With such a wide variety of backgrounds, why should English not be so illogical?

However, despite the lack of logic in this language, English is ranked second worldwide in number of speakers. So like it or not, face the fact that English is necessary.

Furthermore, there are more Enlish speakers in China than in the United State, despite all its lack of logic

2006-07-21 02:43:58 · answer #3 · answered by Anonymous · 0 0

English is illogical because most of its rules there are exceptions. Unlike mathematics

2006-07-21 01:44:52 · answer #4 · answered by Anonymous · 0 0

The problem is the fact that English has its roots in so many languages, everything from Saxon to Latin. Each word tends to follow its original structure, so as a consequence, there are all kinds of muddled up messes. There have been attempts to simplify it in the past, but they never caught on.

2006-07-21 01:12:55 · answer #5 · answered by cross-stitch kelly 7 · 0 0

There are many more difficult languages than English. Some languages have the exact same word for several different things. For example, in Cambodian, the word for 'rice' and 'eat' and 'hungry' is the same.
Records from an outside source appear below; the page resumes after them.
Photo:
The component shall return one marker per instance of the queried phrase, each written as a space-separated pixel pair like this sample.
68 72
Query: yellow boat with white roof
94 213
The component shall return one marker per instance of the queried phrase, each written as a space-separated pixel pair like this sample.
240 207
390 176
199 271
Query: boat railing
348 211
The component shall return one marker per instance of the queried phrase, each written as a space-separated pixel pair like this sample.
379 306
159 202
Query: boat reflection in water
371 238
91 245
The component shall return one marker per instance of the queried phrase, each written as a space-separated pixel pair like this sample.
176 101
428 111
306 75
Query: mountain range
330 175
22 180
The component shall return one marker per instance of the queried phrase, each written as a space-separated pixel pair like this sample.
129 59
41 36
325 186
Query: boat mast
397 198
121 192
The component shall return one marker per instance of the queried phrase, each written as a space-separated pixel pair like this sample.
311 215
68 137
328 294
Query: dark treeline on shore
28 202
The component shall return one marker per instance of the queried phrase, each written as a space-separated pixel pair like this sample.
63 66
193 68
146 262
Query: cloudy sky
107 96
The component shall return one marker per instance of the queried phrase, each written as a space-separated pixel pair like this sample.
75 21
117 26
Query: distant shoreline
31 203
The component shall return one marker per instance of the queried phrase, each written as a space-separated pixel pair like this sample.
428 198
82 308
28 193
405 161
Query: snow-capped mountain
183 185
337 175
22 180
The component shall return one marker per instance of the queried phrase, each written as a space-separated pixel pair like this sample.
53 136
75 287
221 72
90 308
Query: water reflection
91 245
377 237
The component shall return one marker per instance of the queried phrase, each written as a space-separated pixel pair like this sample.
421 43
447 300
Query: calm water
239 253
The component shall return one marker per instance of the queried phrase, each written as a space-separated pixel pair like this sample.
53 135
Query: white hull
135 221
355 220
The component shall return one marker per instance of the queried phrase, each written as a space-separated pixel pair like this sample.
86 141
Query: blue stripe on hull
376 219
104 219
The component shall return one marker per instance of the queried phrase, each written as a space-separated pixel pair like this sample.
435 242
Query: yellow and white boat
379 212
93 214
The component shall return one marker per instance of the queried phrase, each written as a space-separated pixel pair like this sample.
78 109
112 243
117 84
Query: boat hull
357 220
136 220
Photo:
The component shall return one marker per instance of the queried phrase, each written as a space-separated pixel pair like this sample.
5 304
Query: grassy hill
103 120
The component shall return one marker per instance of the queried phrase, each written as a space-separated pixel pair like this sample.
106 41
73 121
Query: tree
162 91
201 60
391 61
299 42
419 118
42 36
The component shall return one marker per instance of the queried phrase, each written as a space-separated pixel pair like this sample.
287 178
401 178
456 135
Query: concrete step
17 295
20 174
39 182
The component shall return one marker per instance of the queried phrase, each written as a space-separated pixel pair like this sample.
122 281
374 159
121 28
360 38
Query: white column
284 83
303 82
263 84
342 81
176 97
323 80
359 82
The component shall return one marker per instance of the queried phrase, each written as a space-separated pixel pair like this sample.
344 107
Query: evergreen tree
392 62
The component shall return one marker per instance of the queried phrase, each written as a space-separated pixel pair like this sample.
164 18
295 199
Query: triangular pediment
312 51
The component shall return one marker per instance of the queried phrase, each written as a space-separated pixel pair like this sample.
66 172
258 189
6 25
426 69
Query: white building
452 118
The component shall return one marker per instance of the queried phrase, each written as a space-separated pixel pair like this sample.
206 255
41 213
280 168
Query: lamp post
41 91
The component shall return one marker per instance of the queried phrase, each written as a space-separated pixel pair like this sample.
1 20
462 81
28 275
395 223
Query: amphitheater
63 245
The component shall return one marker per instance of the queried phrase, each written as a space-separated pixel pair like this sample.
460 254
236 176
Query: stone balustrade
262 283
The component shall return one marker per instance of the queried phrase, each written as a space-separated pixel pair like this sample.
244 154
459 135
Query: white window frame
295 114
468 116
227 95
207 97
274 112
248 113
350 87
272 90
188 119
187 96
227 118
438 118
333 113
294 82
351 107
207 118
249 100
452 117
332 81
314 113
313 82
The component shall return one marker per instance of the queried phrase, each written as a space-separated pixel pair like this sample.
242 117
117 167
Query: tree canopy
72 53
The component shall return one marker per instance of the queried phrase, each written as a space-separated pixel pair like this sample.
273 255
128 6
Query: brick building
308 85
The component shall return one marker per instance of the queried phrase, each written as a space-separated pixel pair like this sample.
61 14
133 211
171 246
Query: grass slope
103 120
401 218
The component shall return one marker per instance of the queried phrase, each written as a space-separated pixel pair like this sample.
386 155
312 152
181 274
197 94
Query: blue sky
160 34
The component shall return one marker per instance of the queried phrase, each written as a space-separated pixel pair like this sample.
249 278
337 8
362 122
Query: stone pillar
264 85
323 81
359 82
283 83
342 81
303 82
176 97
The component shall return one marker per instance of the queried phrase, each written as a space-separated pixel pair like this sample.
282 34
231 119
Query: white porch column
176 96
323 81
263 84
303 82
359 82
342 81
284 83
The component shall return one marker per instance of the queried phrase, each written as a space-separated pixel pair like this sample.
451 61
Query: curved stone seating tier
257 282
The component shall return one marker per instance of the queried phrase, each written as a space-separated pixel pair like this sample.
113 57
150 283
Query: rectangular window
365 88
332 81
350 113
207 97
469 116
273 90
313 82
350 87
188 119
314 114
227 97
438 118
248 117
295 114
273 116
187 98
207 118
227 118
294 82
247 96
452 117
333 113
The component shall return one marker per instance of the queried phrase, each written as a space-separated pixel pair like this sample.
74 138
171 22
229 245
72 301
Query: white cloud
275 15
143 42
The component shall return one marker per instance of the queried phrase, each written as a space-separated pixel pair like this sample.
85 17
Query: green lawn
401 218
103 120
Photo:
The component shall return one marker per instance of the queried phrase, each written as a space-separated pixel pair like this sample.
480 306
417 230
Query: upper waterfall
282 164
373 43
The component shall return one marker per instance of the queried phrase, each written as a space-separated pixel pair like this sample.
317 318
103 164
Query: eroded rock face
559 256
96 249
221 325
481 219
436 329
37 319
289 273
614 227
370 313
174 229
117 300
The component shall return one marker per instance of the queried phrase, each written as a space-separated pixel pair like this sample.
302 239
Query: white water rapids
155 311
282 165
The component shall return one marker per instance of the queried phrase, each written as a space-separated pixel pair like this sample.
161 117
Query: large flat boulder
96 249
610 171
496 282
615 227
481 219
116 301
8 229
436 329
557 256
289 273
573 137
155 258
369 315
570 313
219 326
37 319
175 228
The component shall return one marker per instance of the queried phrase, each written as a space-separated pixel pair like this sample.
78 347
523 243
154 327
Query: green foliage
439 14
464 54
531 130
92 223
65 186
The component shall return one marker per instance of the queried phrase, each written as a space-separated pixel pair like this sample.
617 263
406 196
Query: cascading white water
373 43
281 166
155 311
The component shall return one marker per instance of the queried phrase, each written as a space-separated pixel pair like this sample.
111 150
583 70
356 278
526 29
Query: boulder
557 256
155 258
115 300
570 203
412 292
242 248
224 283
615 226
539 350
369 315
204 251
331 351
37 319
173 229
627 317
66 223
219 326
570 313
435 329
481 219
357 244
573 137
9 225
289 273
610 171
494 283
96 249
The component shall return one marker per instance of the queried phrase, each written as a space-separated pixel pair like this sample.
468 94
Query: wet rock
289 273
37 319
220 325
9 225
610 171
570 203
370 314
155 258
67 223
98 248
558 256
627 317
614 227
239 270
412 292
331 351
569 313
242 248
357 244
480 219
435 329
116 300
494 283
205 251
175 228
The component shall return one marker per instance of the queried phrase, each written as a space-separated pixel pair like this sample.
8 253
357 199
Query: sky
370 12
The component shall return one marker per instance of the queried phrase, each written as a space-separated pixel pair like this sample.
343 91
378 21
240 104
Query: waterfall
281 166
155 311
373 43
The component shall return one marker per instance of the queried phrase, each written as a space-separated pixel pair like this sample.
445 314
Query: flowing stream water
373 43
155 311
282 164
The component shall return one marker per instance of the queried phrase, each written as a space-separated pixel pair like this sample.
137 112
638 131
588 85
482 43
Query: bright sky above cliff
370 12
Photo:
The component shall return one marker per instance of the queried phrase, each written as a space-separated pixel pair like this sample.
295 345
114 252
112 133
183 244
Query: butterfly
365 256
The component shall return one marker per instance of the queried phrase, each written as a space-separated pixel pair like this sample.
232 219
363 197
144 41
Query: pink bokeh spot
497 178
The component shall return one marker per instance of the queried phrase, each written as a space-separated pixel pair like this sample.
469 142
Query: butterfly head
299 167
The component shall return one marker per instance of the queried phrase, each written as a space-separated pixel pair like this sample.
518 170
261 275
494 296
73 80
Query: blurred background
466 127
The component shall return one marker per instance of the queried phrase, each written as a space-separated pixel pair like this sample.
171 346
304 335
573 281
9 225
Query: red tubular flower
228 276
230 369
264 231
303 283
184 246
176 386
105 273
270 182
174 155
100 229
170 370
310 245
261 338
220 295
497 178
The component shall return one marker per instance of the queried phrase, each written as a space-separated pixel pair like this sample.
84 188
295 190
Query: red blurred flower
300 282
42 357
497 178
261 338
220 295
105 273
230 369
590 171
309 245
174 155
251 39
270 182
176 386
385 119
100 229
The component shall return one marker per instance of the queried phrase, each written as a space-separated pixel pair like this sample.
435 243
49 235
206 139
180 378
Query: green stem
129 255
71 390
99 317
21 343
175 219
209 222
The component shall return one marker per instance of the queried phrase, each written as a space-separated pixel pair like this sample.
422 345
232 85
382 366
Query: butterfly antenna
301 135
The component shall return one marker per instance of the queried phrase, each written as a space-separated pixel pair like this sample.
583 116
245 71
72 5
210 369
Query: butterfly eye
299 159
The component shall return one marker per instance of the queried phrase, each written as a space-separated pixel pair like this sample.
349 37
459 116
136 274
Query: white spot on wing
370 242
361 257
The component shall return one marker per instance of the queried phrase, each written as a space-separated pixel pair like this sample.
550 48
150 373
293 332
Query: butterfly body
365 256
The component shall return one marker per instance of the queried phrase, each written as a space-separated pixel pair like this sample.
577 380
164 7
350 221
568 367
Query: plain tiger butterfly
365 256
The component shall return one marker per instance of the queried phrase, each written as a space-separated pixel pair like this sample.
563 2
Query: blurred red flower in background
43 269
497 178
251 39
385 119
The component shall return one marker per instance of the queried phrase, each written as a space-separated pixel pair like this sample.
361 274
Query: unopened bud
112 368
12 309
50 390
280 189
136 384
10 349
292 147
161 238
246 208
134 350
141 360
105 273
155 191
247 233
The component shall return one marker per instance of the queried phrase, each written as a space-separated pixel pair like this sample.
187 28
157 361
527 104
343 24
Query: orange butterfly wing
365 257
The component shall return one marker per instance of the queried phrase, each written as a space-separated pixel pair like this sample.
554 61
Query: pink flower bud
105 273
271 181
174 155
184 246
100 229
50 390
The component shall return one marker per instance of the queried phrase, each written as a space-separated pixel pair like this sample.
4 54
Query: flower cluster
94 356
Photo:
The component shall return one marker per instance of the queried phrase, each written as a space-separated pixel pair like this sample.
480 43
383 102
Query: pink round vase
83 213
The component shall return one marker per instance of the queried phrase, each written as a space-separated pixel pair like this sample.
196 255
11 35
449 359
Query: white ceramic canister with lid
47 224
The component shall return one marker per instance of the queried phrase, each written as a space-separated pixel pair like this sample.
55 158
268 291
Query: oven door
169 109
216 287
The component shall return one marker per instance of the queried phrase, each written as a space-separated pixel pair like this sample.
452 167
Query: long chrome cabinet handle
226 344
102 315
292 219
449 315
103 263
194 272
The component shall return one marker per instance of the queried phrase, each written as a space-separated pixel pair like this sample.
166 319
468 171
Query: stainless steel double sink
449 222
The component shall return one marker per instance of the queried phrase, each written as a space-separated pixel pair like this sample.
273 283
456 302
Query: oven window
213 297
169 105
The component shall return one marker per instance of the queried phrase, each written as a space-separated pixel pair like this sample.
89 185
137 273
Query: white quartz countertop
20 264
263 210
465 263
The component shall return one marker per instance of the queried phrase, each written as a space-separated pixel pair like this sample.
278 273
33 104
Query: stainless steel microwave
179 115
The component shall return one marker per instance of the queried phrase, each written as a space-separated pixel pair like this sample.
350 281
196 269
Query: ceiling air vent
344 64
The popular rumor that indigenous Alaskans have dozens of words for 'snow'.

2006-07-21 01:09:22 · answer #6 · answered by casey_leftwich 5 · 0 0

As my girlfriend was farding, I was inclined to answer your question. Even though I am standing straight up, I am inclined. English, being used in various Places other than where it originated, has been studied and therefore changed. There is no logic, just desperate attempt at communication.

2006-07-21 01:09:55 · answer #7 · answered by Boliver Bumgut 4 · 0 0

English is not much different than other languages. For example Gato in Spanish is cat right.....Well it also means car jack

2006-07-21 01:09:40 · answer #8 · answered by loligo1 6 · 0 0

English is a hodge-podge of variant root words borrowed from other linguistic systems. Hell, they just made the work "Google" into an acceptable verb. So if you google something, have you performed a googlution? no.

2006-07-21 01:08:23 · answer #9 · answered by net_at_nite 4 · 0 0

it was only after i started learning thai that i realize what a crazy and hard language english is.